According to Hyde, fair use regulations came into being centuries ago to benefit the public good. “This concern began to shift to a focus on the commercial good with Justice Joseph Story following the case of Folsom v. March in 1841,” said Hyde. “The question of free speech versus the ownership of ideas began to be scrutinized….fair use as a concept comes from the spreading range of copyright control.” However, the fair use defense of copyright infringement was not formally codified until 130 years later under section 107 of the 1976 Act. When considering fair use of an original work, the user should take into account (1) the purpose and character of use; (2) the nature of copyrighted work; (3) the amount and substantiality of portion used in relation to the copyrighted work as a whole; (4) and the effect of use upon the market or potential market for the original work.

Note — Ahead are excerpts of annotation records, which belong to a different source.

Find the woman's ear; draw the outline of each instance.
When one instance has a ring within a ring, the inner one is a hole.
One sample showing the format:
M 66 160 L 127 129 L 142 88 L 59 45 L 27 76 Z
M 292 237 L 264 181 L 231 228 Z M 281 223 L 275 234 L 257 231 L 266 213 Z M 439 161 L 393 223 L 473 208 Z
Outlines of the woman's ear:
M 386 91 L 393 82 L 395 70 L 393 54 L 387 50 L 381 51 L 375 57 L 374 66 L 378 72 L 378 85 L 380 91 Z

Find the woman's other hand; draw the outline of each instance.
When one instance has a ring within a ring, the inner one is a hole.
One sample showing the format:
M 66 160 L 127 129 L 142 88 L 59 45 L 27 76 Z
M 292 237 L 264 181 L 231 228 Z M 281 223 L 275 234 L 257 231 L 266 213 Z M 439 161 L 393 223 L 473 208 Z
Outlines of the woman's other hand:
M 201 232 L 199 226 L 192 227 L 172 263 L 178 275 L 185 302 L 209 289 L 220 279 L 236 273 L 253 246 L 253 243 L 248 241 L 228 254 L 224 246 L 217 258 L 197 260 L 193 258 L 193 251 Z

“The problem here of course is the vagueness of these guidelines,” said Hyde. “There’s no distinction between derivative works such as translations and transformative works, which mark a departure from the original work.” Hyde explained the that, for scholars and teachers, infringement has little meaning. “The doctrine is too general, and where it is specific, it’s too specific for application.”

The real question then is how to adopt educator-developed practices of fair use. After weighing the abolition of fair use and the implementation of further guidelines, Hyde proposed developing a system of best practices by convening communities of scholars to discuss normative use. “There needs to be a research phase to identify the problems and limits of fair use…culminating in a publication that articulates the case of the community in question.” Hyde insisted that this system would allow educators, musicians, and authors, among many others, to return to their professional norms in determining right and wrong fair use behavior. “The publication must then be taken to adjudicators to ensure that it is in line with current legal practices… and then the community conducts outreach.”

“Educational fair rights use has been eroded,” concluded Hyde. “Now is the time to return to the mission of higher learning and the dissemination of knowledge.”